3. Lean Writing: Start Small, Scale Big
Have you heard of the book "The Lean Startup"? The theory says rather than wasting 3 years trying to perfect a product, put out a minimum viable product (MVP) first and see how people react. Writing works exactly the same way.
Why try to write a 300-page book from the start? You do not even know if the idea will land.
- Start with a tweet (180 characters).
- If the response is good, expand it into a LinkedIn carousel or essay.
- Once those accumulate, they become chapters, and eventually a book.
Many people ask, "But don't bestselling authors go into the woods and write for 5 years?" Surprisingly, many of the famous books we know were not created that way.
"Malcolm Gladwell's 'The Tipping Point' didn't start as a book. It started as an article he wrote for The New Yorker in 1996. (...) Mark Manson's 'The Subtle Art of Not Giving a F*ck' was the same. When a publisher approached him about writing a book, Mark simply expanded the most popular posts from his blog into 200 pages."
Even the Twilight series was born from reactions on a fan-fiction site. My own book, "The Art and Business of Online Writing," was essentially a collection of tweets, answers, and essays I had already published for free on the internet, organized and refined.

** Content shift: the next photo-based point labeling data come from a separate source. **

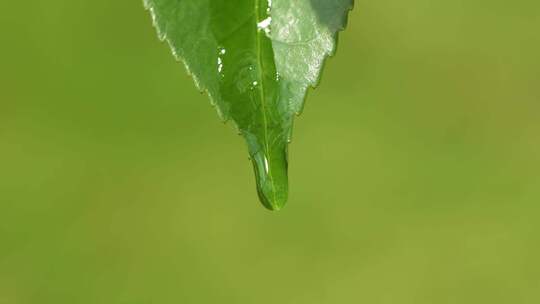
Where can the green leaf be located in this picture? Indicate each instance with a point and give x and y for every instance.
(255, 59)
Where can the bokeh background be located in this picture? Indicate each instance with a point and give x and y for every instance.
(414, 168)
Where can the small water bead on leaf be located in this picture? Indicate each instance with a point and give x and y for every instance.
(269, 52)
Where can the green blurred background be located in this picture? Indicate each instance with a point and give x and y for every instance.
(414, 168)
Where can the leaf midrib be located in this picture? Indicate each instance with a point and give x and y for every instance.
(258, 33)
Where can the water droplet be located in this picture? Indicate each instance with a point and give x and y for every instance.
(265, 25)
(271, 175)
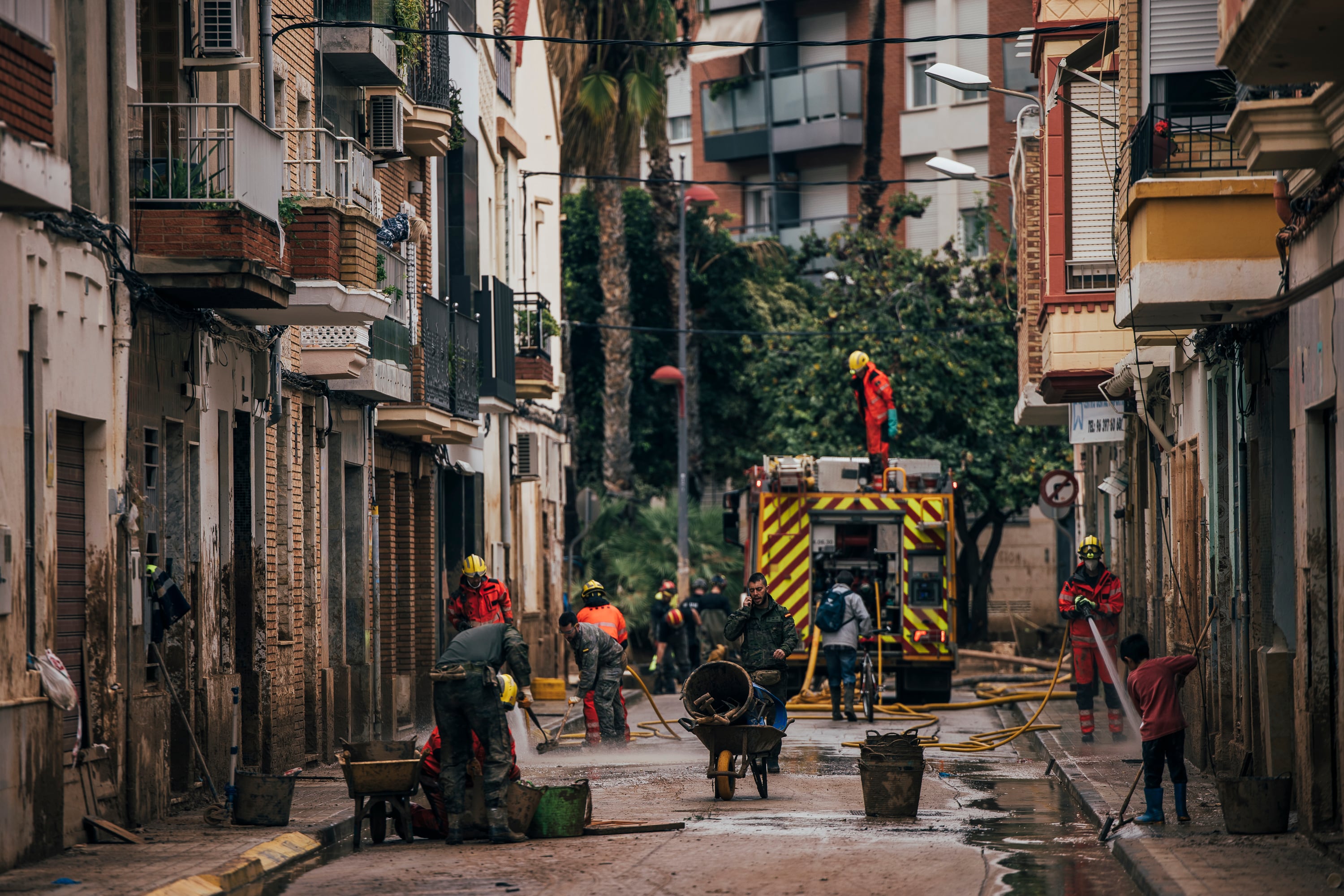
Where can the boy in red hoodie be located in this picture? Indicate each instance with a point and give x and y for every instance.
(1152, 686)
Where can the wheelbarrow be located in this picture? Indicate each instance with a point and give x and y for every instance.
(385, 773)
(742, 745)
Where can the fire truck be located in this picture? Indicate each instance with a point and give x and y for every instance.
(803, 520)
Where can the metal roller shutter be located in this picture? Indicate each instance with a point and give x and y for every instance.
(70, 565)
(1092, 163)
(1183, 35)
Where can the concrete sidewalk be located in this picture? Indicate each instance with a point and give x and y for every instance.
(185, 855)
(1174, 860)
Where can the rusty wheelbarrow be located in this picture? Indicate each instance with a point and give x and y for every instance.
(385, 773)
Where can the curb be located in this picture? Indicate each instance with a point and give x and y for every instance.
(1132, 852)
(254, 864)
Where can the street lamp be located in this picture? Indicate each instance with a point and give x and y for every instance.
(967, 80)
(667, 375)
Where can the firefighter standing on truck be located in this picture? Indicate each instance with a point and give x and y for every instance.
(479, 600)
(600, 612)
(877, 410)
(1093, 592)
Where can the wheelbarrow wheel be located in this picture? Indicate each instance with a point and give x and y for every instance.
(761, 774)
(724, 785)
(378, 823)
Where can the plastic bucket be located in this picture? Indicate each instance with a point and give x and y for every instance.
(892, 786)
(562, 812)
(1256, 805)
(263, 800)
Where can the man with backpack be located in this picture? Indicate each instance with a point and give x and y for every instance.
(842, 620)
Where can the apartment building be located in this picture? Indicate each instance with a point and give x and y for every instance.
(818, 100)
(1201, 343)
(327, 375)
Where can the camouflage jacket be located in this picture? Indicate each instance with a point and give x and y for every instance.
(764, 630)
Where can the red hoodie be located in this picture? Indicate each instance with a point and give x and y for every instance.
(1152, 687)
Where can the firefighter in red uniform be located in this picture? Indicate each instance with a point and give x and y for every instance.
(479, 600)
(600, 612)
(877, 410)
(1093, 592)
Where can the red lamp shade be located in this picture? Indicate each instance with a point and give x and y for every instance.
(701, 195)
(668, 375)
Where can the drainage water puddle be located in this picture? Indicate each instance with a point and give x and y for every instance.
(1043, 844)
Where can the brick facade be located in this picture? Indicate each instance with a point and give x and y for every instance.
(195, 233)
(29, 77)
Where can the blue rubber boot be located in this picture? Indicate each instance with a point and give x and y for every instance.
(1179, 798)
(1154, 816)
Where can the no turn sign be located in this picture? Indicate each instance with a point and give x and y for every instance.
(1060, 488)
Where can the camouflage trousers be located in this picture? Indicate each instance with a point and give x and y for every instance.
(460, 708)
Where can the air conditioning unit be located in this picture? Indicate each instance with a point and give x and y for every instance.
(385, 125)
(220, 29)
(527, 461)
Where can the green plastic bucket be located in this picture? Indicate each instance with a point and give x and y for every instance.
(562, 812)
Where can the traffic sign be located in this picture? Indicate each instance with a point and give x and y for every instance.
(1060, 488)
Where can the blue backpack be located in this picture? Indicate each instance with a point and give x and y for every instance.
(831, 612)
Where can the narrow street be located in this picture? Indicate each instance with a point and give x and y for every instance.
(988, 824)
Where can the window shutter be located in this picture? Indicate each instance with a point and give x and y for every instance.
(1092, 163)
(974, 18)
(1183, 35)
(922, 233)
(828, 202)
(920, 23)
(828, 27)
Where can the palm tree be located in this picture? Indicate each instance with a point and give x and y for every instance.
(607, 96)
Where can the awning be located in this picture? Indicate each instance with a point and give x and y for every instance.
(734, 25)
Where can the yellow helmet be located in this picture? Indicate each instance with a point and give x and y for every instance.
(508, 688)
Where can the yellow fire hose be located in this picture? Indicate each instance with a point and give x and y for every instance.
(978, 743)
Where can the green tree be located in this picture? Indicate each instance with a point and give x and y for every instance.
(944, 330)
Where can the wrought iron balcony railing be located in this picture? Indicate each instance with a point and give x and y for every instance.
(1178, 137)
(187, 152)
(318, 163)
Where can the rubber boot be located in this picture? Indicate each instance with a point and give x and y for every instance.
(1179, 798)
(500, 832)
(455, 829)
(1154, 816)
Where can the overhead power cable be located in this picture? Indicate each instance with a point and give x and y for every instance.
(681, 45)
(949, 328)
(744, 183)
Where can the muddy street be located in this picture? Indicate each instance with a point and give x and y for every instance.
(988, 824)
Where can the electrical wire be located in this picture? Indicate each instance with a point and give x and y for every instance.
(678, 45)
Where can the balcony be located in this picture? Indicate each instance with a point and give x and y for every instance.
(814, 108)
(205, 182)
(334, 352)
(1273, 42)
(1183, 140)
(534, 326)
(1201, 233)
(323, 166)
(451, 351)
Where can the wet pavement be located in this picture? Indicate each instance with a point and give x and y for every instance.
(988, 824)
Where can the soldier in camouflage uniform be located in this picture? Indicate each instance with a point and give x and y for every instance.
(768, 636)
(601, 661)
(468, 699)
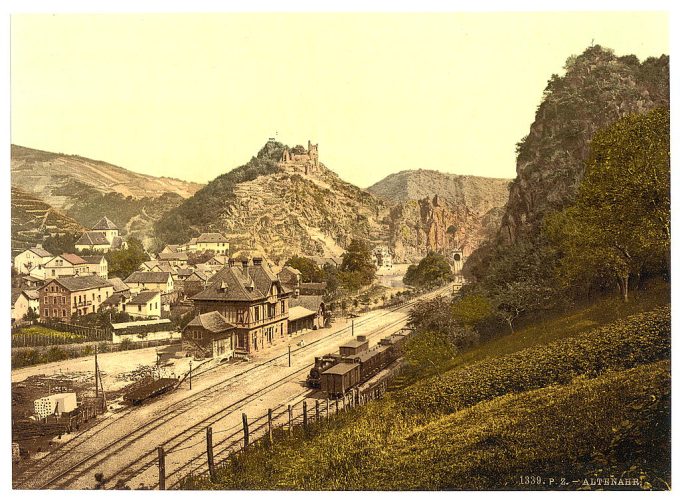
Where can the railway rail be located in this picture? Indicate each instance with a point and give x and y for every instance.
(39, 475)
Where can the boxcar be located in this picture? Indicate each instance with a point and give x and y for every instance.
(339, 378)
(354, 347)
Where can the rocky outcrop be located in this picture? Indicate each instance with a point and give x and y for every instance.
(597, 89)
(440, 211)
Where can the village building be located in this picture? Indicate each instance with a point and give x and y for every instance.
(251, 297)
(64, 297)
(148, 265)
(214, 242)
(290, 277)
(146, 304)
(150, 280)
(24, 301)
(195, 283)
(179, 259)
(66, 265)
(306, 313)
(31, 259)
(97, 265)
(209, 335)
(103, 237)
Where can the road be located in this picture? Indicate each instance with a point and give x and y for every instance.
(123, 445)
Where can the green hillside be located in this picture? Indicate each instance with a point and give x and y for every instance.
(580, 403)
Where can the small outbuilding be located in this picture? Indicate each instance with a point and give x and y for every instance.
(209, 335)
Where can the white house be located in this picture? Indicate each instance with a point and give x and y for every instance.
(31, 259)
(23, 302)
(144, 304)
(103, 236)
(97, 265)
(150, 280)
(66, 265)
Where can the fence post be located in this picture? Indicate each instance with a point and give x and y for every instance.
(246, 435)
(271, 433)
(211, 459)
(304, 414)
(161, 468)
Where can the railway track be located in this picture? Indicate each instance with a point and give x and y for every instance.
(90, 462)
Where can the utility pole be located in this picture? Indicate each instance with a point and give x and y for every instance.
(96, 373)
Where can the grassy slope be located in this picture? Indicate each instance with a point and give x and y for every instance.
(558, 398)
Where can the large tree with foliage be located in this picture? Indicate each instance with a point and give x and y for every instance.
(357, 268)
(309, 271)
(123, 262)
(621, 220)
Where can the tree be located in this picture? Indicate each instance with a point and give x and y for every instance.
(309, 271)
(433, 269)
(621, 218)
(123, 262)
(357, 268)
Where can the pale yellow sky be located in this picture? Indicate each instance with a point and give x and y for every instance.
(193, 96)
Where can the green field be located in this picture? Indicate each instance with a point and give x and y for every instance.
(579, 396)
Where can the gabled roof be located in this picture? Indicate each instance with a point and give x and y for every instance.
(212, 322)
(144, 297)
(92, 238)
(149, 277)
(93, 259)
(39, 251)
(105, 224)
(211, 238)
(173, 256)
(309, 302)
(80, 283)
(118, 284)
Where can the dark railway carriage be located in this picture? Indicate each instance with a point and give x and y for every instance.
(339, 378)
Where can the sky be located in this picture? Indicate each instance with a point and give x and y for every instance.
(193, 96)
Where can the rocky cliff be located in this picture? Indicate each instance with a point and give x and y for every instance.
(439, 211)
(597, 89)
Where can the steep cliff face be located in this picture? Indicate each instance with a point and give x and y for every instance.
(597, 89)
(441, 212)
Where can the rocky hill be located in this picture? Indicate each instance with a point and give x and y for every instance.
(439, 211)
(597, 89)
(33, 219)
(87, 190)
(279, 208)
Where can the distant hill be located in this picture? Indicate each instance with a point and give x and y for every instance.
(279, 209)
(88, 189)
(439, 211)
(33, 219)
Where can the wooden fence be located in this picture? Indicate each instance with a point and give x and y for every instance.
(296, 419)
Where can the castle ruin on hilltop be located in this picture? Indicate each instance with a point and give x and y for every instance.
(301, 161)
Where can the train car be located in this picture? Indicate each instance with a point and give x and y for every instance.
(321, 364)
(354, 347)
(336, 380)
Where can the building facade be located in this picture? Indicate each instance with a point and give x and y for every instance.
(252, 298)
(64, 297)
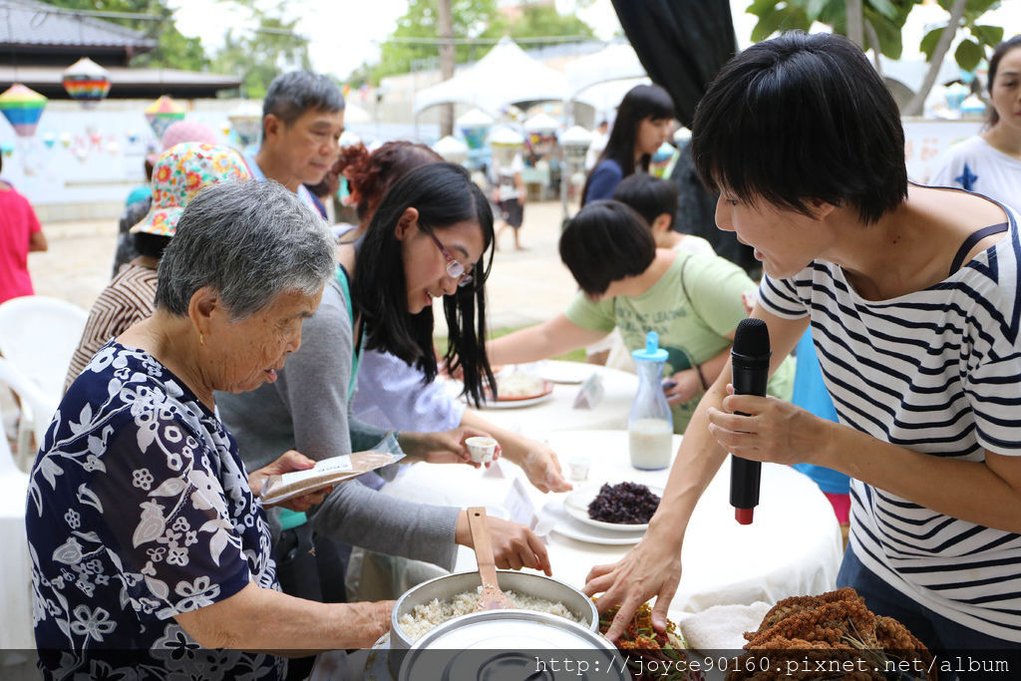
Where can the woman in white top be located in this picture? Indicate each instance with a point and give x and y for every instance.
(990, 162)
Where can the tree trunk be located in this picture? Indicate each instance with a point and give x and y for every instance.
(918, 101)
(445, 25)
(855, 17)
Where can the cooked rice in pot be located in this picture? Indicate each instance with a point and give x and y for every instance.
(428, 616)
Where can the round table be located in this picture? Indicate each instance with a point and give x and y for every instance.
(792, 547)
(558, 410)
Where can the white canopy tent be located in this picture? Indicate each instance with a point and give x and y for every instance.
(614, 62)
(601, 79)
(504, 76)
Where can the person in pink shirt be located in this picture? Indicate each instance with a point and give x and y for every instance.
(19, 234)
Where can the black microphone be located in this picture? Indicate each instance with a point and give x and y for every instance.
(749, 360)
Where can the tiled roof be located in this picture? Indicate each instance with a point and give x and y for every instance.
(31, 22)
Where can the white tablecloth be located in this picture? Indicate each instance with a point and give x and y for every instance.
(793, 546)
(15, 602)
(557, 411)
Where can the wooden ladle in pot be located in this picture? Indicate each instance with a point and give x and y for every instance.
(492, 598)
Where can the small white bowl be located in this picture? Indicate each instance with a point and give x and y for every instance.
(578, 468)
(481, 448)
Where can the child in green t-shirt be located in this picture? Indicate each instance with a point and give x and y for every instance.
(693, 301)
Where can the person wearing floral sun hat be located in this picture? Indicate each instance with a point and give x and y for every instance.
(178, 176)
(140, 200)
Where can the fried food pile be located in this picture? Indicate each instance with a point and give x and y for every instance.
(809, 637)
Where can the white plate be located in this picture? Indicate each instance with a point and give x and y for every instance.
(565, 372)
(576, 505)
(566, 526)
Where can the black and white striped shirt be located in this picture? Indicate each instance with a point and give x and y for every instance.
(938, 372)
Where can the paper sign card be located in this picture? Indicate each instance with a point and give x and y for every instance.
(519, 504)
(340, 464)
(590, 393)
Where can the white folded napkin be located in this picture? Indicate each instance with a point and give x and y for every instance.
(721, 627)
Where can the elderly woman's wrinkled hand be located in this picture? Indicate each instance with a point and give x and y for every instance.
(288, 461)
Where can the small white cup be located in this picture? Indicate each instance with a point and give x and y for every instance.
(578, 468)
(481, 448)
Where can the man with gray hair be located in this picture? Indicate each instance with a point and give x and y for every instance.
(302, 120)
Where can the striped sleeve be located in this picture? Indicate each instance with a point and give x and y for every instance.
(779, 296)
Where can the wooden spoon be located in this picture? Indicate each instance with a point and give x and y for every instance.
(492, 598)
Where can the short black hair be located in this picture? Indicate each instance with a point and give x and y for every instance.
(798, 118)
(444, 195)
(605, 242)
(151, 245)
(291, 95)
(998, 54)
(650, 197)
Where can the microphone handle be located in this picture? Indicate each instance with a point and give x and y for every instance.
(749, 378)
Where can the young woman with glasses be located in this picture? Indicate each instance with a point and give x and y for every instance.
(431, 237)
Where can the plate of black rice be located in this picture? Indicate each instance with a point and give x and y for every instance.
(624, 506)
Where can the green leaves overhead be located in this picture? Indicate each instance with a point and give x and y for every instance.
(887, 18)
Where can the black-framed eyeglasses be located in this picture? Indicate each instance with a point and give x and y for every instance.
(454, 268)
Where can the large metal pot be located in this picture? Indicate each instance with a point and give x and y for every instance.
(513, 644)
(447, 586)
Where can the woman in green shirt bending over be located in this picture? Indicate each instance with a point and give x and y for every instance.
(693, 301)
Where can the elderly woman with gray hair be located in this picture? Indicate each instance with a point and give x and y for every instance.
(148, 546)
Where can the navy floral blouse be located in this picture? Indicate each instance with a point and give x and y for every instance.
(139, 509)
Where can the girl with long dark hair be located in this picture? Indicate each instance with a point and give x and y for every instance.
(641, 127)
(990, 161)
(431, 236)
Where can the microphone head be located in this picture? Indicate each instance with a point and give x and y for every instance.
(751, 338)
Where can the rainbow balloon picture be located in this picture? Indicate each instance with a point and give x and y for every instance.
(22, 107)
(161, 113)
(87, 82)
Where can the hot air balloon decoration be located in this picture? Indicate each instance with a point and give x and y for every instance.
(22, 107)
(87, 82)
(161, 113)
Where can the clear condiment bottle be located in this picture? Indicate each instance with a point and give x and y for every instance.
(650, 426)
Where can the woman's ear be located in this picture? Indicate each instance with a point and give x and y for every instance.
(203, 305)
(662, 223)
(821, 209)
(407, 220)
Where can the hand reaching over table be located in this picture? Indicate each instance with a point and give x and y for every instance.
(652, 568)
(443, 447)
(515, 546)
(542, 468)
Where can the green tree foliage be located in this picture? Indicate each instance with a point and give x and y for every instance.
(543, 20)
(259, 53)
(472, 19)
(173, 49)
(886, 17)
(979, 39)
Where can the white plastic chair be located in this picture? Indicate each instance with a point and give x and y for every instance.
(38, 337)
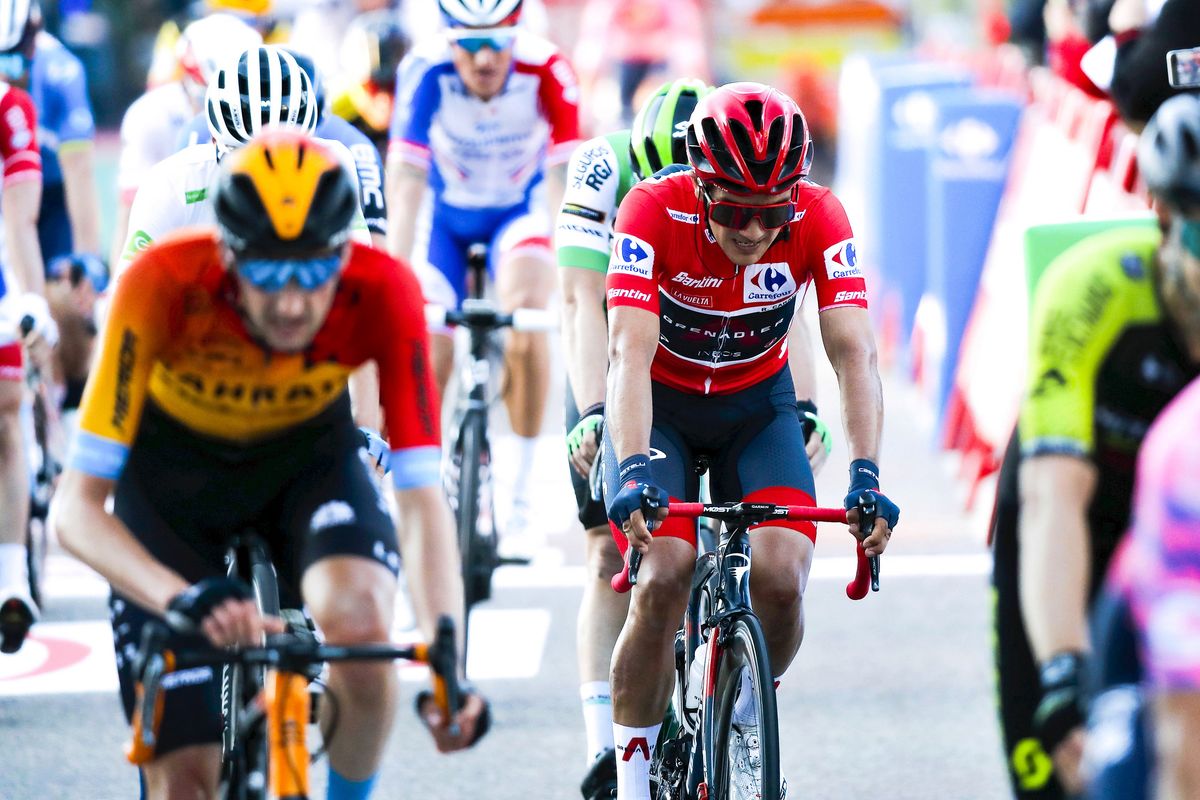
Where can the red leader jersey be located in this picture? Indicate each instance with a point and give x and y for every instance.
(724, 328)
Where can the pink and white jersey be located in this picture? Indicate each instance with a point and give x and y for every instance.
(724, 328)
(1158, 564)
(486, 154)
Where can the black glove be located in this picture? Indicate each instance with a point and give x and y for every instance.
(1061, 709)
(864, 476)
(187, 609)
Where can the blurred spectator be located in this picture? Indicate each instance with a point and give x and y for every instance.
(1139, 73)
(1067, 43)
(643, 38)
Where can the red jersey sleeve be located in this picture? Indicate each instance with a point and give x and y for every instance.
(633, 276)
(406, 380)
(18, 137)
(832, 254)
(559, 95)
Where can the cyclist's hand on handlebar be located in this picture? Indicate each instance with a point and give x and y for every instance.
(625, 509)
(223, 611)
(864, 476)
(473, 721)
(583, 441)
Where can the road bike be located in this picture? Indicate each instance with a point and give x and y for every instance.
(720, 649)
(268, 692)
(468, 476)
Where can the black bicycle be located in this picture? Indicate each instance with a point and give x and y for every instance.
(268, 692)
(469, 475)
(701, 751)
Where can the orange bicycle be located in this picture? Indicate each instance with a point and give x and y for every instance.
(265, 753)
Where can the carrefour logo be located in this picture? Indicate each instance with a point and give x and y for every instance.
(841, 260)
(768, 282)
(631, 256)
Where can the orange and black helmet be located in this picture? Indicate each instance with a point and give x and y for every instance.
(283, 194)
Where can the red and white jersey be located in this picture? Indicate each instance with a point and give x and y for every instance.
(724, 328)
(18, 137)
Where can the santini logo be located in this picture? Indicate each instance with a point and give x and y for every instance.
(629, 294)
(696, 283)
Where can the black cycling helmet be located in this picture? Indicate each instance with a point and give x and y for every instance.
(1169, 152)
(285, 194)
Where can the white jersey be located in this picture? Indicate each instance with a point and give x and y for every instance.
(150, 130)
(178, 193)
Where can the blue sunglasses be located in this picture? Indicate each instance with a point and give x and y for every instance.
(473, 44)
(274, 274)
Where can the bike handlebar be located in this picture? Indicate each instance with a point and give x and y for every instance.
(867, 571)
(285, 653)
(481, 314)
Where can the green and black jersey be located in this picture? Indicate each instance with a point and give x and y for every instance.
(1103, 364)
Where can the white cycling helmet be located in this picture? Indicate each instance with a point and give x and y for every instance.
(209, 42)
(261, 86)
(15, 19)
(480, 13)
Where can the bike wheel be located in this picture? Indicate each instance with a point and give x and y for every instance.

4. Writing Is a "Lottery Game"
Worried because you have zero followers? Do not be. Today's algorithms prioritize the content itself over follower count.
Look at your feed. More than 90% of what you see is content "recommended by the algorithm" rather than posts from people you follow. This means whether you have 200,000 followers or 2, good content has an equal chance of getting exposure.
This is why online writing is like a "lottery game."
"Writing is a lottery game. The only thing you can control is your output. Every time you hit 'publish,' you're buying a small lottery ticket. 'One ticket, another ticket, another ticket...' Most of them might be losers. But one day you hit the jackpot and rack up 6 million views."
In fact, I post 6 to 8 pieces a day, but a few days ago a single-sentence quote of someone else's meme got 6 million views -- far outperforming a piece I had spent considerable effort on. Nobody knows what will go viral. So keep scratching those lottery tickets (keep publishing).
5. The True Purpose of Writing: Scaling Yourself
Money, product sales, followers -- all great, but the real benefit of online writing is something else entirely. It is "Scaling Yourself."
Imagine meeting someone for coffee. We repeat the same process every time:
- Self-introduction and story: "I grew up in Chicago, I loved games as a kid..."
- Sharing experiences: "I recently went to Finland..."
- Sharing ideas and knowledge: "This is how I approach solving problems."
Every time you meet someone, you have to manually repeat these stories. But what happens when you write them down?
"Why do you keep repeating the same stories? Just make them into videos or write them down. (...) This is what it means to scale yourself. You take everything you were doing manually and create content that generates leverage."
When you write consistently, the people you meet already know your story and your knowledge. Conversations start at "level 3" instead of "level 0." This is an enormous force that accelerates business and networking.
In Closing: We Never Finish
So how long should you keep writing? When are you "done"? The answer is "it never ends."
As long as you are alive, you will keep growing, learning, and having new experiences. If that is the case, you must keep documenting those experiences, refining your thoughts, and scaling yourself. Writing is the process of building your intellectual assets, and this library will work for you for a lifetime.
"When does it end? It never ends. Because you'll never stop growing. (...) If you want to succeed in the AI era, write online. And remember: you will never stop."